Few data exist about the effect of dolutegravir (DTG) on bone mineral density (BMD) in real life. The aim of this study was to determine rates of change in BMD over time in people living with HIV (PLWH) treated with DTG.

DESIGN

The SCOLTA project is a multicenter observational study enrolling HIV-infected people who start newly commercialized drugs prospectively, with the aim of identifying toxicities and adverse events (AE) in a real-life setting.

METHODS

Dual-energy X-ray absorptiometry at the femoral neck (FN) and lumbar spine (LS) was performed at study entry (baseline, BL) and after 96 weeks. Percentage BMD change from BL was evaluated using a general linear model, including factors potentially associated with bone loss.

RESULTS

One hundred and sixty PLWH were enrolled (26.3% female, mean age 49.9 ± 11.2 years) from April 2015 to April 2017. Overall, we could calculate BMD change from baseline, for at least one site, in 133 subjects (83.1%). After a median of 102 weeks (IQR: 90-110), mean FN BMD increased, but not significantly, whereas LS BMD showed a significant mean increase of 13.1 (95% confidence interval, CI: 1.7-24.6) mg/cm (+1.6%, 95% CI: 0.3%, 2.8%) after a median time of 102 weeks (IQR: 84-110).

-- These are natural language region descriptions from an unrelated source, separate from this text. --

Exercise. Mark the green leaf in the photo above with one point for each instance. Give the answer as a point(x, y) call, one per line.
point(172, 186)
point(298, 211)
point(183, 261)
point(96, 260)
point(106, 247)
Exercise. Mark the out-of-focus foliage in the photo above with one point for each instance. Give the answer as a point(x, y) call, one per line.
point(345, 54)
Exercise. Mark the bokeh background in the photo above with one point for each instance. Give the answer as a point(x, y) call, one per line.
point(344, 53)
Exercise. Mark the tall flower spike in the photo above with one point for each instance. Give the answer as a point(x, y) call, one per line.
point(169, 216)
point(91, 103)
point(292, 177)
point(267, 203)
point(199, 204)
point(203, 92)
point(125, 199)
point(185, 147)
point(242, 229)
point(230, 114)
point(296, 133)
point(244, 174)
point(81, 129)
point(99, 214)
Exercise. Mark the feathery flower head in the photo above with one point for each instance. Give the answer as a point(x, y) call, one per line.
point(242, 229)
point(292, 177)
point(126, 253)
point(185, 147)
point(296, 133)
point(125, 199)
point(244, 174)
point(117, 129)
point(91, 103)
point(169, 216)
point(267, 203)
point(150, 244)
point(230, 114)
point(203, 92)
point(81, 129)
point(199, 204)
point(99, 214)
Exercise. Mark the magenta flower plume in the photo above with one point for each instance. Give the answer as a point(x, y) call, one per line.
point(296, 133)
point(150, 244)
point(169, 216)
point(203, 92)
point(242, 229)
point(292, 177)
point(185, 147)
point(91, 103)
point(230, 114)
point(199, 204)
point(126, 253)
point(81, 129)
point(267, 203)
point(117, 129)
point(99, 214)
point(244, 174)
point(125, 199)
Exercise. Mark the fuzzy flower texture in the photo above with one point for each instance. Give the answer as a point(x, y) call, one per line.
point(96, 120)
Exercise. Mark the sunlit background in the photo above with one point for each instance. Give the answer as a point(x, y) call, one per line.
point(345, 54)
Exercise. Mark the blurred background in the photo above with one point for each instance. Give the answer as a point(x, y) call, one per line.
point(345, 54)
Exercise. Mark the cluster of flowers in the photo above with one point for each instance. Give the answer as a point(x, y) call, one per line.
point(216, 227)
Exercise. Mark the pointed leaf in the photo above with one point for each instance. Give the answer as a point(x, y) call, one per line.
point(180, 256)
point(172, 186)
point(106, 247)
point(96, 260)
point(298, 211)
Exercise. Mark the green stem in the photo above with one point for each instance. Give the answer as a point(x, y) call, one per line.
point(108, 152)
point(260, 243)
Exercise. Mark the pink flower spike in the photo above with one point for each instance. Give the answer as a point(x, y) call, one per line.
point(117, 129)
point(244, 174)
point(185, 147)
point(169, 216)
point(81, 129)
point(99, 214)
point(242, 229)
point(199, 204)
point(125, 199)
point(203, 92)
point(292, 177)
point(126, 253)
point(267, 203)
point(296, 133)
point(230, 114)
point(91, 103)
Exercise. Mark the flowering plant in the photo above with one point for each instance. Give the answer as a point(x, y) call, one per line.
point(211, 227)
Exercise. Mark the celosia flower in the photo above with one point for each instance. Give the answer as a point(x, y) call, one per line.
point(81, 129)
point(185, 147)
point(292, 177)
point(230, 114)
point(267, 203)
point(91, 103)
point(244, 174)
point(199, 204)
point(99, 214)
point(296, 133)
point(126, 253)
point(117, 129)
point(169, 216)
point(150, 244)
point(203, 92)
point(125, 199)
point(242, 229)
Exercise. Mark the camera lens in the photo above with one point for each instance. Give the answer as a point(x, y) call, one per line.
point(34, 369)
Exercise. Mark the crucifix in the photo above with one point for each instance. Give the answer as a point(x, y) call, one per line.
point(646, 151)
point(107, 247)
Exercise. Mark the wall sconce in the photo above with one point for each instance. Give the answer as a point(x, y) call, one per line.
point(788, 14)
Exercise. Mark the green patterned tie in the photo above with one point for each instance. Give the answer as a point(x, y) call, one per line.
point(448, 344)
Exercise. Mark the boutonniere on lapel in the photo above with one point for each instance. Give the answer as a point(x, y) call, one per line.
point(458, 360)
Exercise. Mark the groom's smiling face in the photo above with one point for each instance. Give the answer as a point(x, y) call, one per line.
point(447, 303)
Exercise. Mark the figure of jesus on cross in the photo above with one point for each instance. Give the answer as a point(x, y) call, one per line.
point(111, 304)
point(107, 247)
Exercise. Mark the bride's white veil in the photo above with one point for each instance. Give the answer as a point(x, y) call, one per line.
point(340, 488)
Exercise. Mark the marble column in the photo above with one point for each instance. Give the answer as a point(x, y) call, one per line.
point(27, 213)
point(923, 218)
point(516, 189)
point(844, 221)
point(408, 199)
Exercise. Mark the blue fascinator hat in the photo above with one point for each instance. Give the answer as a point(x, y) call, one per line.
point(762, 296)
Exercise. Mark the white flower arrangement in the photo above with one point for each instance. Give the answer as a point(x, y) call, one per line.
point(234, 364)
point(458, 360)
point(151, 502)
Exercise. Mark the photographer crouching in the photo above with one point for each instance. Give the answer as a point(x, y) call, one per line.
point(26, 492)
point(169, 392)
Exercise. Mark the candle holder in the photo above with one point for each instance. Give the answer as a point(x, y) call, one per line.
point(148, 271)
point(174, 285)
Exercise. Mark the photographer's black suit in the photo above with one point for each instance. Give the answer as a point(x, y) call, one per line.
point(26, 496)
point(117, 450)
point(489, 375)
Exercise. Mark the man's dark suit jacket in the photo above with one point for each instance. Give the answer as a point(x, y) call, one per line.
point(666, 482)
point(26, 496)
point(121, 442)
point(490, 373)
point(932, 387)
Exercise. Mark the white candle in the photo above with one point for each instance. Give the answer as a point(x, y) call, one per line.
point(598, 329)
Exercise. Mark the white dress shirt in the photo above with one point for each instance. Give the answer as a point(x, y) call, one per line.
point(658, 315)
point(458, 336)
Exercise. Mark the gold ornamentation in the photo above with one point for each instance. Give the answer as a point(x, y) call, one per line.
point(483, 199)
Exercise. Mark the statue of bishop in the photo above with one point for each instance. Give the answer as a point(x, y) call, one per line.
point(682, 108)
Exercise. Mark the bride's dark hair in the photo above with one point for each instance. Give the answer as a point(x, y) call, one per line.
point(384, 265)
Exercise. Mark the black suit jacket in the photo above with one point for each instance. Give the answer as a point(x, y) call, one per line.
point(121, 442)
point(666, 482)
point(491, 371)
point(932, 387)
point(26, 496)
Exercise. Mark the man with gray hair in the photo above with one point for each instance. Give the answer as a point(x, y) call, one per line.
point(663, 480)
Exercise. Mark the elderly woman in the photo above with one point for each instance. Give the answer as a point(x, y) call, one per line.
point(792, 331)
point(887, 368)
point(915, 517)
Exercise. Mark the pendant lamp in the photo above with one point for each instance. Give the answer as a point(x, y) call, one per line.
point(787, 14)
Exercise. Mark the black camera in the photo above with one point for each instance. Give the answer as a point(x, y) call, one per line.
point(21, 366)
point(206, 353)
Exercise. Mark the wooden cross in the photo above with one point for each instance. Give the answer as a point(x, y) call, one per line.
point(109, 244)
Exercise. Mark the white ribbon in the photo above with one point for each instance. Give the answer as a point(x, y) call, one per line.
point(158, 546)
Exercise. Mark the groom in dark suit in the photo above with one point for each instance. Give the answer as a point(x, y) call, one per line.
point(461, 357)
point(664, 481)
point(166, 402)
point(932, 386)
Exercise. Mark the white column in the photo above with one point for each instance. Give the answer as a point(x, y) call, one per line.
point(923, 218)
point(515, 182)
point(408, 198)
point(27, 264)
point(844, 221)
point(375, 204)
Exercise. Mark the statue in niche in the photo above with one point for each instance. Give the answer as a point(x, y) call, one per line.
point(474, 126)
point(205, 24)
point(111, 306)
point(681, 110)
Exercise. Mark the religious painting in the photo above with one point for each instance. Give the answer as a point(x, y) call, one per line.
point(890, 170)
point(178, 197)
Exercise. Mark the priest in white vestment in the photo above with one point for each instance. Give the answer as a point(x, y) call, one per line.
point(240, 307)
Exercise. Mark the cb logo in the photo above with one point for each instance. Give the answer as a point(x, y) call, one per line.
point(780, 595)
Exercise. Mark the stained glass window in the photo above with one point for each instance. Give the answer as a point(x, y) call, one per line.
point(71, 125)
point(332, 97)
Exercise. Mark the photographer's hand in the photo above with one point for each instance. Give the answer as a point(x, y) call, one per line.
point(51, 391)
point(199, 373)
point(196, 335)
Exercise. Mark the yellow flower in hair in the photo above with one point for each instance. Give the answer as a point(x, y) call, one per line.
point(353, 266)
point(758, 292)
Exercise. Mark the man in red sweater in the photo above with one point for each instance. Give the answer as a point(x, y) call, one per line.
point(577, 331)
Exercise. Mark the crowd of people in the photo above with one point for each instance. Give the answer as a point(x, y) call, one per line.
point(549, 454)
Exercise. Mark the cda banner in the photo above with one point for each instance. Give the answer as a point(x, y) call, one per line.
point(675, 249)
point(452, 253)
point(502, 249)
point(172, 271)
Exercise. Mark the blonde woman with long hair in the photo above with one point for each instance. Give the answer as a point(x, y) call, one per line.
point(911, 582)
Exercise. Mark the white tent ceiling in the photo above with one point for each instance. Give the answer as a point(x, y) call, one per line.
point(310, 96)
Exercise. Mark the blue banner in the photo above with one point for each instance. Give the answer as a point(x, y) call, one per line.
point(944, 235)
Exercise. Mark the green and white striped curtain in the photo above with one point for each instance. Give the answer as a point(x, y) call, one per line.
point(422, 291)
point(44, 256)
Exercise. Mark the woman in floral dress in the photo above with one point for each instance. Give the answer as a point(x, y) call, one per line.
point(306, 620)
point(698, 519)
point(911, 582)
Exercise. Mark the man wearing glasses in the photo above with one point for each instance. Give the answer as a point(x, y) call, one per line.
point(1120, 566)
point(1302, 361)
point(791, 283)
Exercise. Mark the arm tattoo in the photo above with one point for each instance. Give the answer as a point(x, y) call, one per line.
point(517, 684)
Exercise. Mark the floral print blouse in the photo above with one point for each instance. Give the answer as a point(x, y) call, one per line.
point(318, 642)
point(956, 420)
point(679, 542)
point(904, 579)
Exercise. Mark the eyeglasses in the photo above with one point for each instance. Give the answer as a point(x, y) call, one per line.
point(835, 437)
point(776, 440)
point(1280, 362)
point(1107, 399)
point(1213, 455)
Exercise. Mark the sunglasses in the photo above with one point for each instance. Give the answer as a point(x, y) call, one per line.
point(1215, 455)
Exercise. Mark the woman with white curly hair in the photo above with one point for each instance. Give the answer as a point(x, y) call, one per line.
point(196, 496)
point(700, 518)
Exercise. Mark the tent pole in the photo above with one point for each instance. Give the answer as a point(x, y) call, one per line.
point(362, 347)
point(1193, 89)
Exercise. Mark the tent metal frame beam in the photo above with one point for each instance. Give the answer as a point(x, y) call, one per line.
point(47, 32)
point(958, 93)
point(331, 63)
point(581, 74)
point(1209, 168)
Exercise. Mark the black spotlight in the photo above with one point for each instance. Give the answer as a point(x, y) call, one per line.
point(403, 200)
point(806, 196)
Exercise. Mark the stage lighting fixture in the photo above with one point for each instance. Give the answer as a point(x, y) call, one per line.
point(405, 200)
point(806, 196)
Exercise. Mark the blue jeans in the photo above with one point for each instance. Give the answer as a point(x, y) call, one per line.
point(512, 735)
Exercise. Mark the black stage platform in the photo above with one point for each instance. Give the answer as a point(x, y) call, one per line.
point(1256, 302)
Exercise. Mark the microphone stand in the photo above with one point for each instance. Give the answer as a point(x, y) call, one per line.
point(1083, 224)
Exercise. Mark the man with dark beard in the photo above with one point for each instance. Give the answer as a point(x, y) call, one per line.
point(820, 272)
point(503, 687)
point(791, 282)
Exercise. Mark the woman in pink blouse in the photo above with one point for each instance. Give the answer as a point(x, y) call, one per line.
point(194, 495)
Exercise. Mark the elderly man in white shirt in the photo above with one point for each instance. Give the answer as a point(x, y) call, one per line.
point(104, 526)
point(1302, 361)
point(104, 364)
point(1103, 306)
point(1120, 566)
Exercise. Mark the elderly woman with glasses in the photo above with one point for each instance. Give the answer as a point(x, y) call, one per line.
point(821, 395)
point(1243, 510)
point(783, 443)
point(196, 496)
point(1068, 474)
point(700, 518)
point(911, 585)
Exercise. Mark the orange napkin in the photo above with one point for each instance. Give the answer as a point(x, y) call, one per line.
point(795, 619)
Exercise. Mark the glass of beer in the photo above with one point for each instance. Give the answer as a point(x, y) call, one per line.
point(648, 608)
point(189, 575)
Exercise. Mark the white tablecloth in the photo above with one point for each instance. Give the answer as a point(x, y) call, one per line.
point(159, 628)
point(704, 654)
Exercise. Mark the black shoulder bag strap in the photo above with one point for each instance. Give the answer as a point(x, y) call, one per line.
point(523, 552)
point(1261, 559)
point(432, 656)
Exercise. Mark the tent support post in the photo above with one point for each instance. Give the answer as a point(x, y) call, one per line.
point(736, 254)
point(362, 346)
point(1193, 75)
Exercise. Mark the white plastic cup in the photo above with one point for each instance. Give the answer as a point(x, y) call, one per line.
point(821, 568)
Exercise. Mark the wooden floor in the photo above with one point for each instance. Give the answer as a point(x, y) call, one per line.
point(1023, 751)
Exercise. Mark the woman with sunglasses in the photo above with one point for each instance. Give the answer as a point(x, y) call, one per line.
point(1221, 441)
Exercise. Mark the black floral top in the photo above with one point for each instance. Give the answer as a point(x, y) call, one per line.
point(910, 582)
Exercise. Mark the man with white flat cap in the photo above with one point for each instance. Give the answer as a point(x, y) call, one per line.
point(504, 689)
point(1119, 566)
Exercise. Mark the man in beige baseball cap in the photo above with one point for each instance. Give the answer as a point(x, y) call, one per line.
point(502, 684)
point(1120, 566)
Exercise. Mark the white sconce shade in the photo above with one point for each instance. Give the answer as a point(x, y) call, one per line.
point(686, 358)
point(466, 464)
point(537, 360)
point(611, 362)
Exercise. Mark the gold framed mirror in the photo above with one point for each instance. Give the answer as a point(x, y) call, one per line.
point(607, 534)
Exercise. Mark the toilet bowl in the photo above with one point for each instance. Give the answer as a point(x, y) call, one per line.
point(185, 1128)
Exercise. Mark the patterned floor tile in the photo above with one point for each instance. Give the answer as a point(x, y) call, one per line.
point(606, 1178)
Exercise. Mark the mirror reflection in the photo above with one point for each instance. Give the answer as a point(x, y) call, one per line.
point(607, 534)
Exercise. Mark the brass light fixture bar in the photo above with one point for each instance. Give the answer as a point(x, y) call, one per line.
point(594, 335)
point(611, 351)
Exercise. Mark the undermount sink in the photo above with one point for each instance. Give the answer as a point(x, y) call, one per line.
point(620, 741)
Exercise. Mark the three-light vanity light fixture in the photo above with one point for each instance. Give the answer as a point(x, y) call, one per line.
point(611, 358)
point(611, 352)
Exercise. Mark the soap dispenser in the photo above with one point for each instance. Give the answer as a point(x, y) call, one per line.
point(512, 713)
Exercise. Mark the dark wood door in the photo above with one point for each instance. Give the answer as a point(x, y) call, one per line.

As regards LS BMD, patients with osteopenia/osteoporosis at study entry experienced a high increase from baseline (20.6, 95% CI: 3.1, 38.1 mg/cm), as well as experienced subjects (16.9, 95% CI: 4.7, 29.2 mg/cm) and those on vitamin D supplementation (26.8, 95% CI: 7.7, 45.9 mg/cm).

CONCLUSION

Dolutegravir-containing regimens could reduce the negative impact of antiretroviral therapy on bone, especially in patients with low BMD.